SAF e o doping financeiro: por que as dívidas de R$ 16 bilhões travam o avanço do futebol brasileiro
Endividamento recorde apesar de receitas crescentes
O modelo de Sociedade Anônima do Futebol, instituído em 2021, foi recebido como uma possível redenção para os clubes brasileiros. Porém, os números de 2025 mostram que os 20 maiores times do país acumulam mais de R$ 16 bilhões em dívidas, um aumento de 16% em relação ao ano anterior, conforme dados da Sports Value. Esse cenário de endividamento persistente levanta dúvidas sobre a real eficácia da mudança de modelo societário.

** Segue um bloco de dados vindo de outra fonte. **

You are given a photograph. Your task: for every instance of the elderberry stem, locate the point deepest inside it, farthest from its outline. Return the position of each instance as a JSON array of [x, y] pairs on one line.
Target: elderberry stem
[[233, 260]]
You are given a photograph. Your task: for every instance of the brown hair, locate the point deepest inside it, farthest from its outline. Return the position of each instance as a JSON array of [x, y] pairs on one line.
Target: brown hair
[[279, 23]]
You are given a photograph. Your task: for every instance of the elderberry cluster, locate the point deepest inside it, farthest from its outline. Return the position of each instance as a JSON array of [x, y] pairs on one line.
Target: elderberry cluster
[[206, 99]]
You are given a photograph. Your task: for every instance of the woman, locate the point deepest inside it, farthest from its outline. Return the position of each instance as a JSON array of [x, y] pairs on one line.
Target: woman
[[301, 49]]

Falta de planejamento e regras rígidas
Durante a São Paulo Innovation Week, Elano, atual diretor de base do Santos, e Paulo André, ex-gestor no Valladolid ao lado de Ronaldo, destacaram que a simples adoção da SAF não resolve o problema central do futebol nacional: a ausência de cultura de planejamento de longo prazo. Ambos ressaltam que dirigentes, torcida e investidores cobram resultados imediatos, o que compromete decisões sustentáveis.
Paulo André apontou uma falha estrutural na lei brasileira. A expectativa inicial era atrair gestores mais qualificados, mas faltaram mecanismos de fair play financeiro com punições esportivas claras. No lugar disso, a recuperação judicial tem sido usada como ferramenta para renegociar débitos sem qualquer penalidade na tabela, funcionando como um verdadeiro doping financeiro que não existe nas principais ligas europeias.
Contraste com o exemplo do Cruzeiro e do Palmeiras
Como contraponto positivo, Paulo André citou a reestruturação vivida pelo Cruzeiro durante a Série B, quando o clube limitou seus gastos a 45 milhões de reais anuais mesmo com receitas limitadas. Após o acesso, o orçamento foi ajustado de forma responsável, permitindo crescimento sustentável. Elano, por sua vez, elogiou o Palmeiras, que mantém organização financeira e esportiva mesmo sem operar como SAF, graças ao respeito rigoroso a processos e etapas.
Inflação de custos pressiona sustentabilidade
Os dados consolidados revelam um paradoxo preocupante: enquanto a receita total do futebol brasileiro atingiu R$ 15 bilhões em 2025, com crescimento de 36% ante o ano anterior, as despesas operacionais também dispararam. A folha salarial e custos correlatos saltaram de R$ 5 bilhões para R$ 6,3 bilhões, alta de 26% que reduz margens e ameaça a saúde financeira dos clubes.
O debate deixa claro que, sem punições efetivas para inadimplência e sem respeito ao planejamento, a SAF corre o risco de apenas mascarar problemas estruturais em vez de resolvê-los.